Unfortunately, Uday’s condition again worsened. At around 5am, Uday’s wife called an ambulance and he was rushed to hospital – something Uday himself does not remember.
“I had a very bad breathing difficulty – my chest was like a stone. I couldn’t breathe, and I couldn’t express myself,” Uday said.
“As my wife explained to me, I was black and blue, I couldn’t sit, I couldn’t sleep, I couldn’t say anything.”
“I woke up after 36 hours. They had put me into an induced coma and I realised that I had lost one day.”
Uday was in the Intensive Care Unit (ICU) for 12 days. He recovered slowly, and expresses the experience as feeling “like a second birth”.
Uday didn't know he was allergic to grass, which he found out after this serious episode. He now checks the pollen count every day. He has an asthma action plan and keeps his asthma preventer medication by his toothbrush, so he remembers to take it twice a day.
“I always keep myself ready, and always carry [reliever medication] in my pocket so if I go out – if there is an emergency, or I don’t feel well – I use the [reliever] and then come back home.”
On 21 November 2016, when Melbourne experienced the largest epidemic thunderstorm asthma event in the world, Uday had checked the pollen count and taken actions to protect himself: “I used my medications in the morning and the evening – so I was normal on that day.”
Uday is now prepared, and he has some great advice for people with asthma and hay fever: “Always be prepared,” he says. “If you suffer from hay fever or asthma, always have the plan ready and always be alert. So that when you recognise that you are going to get asthma or some breathing problems – then you immediately implement your asthma plan.”
With his asthma under control, Uday says he can do anything he wants: “I travel, I go to various places, and of course I have four grandkids – I play with them, I take them away.
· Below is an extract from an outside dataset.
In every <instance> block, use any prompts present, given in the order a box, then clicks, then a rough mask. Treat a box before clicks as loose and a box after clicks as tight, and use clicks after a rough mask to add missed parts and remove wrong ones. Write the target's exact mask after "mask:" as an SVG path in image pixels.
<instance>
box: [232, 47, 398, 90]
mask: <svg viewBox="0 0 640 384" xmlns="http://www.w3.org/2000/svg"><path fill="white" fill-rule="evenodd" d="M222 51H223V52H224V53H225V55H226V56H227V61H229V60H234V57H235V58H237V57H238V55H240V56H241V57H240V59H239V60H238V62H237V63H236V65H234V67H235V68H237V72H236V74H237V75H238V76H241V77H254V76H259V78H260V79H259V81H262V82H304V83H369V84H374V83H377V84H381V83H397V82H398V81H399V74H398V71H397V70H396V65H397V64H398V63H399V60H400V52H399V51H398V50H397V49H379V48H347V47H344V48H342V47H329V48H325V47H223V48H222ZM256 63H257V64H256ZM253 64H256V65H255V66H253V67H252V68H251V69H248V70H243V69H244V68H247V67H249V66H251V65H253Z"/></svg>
So asthma is no hindrance to my enjoyment and fulfilment of my life.”
I was born in India, and I migrated here 35 years ago.
In 2010, November 2010, in the evening I felt a little bit sick like I couldn’t breathe properly, I had a very tight chest, at 5 o’clock in the morning I fainted and I became black and blue and I couldn’t breathe so my wife panicked and she called the ambulance.
And then I woke up after 36 hours. And they had put me into an induced coma and I realised that I had lost one day. I was there for 12 days.
I never knew that I had allergy to grass – which I found out after this episode.
November 2016, I was not aware that it was a thunderstorm asthma day. I used my medications in the morning and the evening. So I was normal on that day.
I’m very confident that I’m safe with an asthma plan. With my asthma under control I can do anything I want – I travel, I go to various places, and of course I have four grandkids – I play with them, I take them away. So asthma is no hindrance to my enjoyment and fulfilment of my life.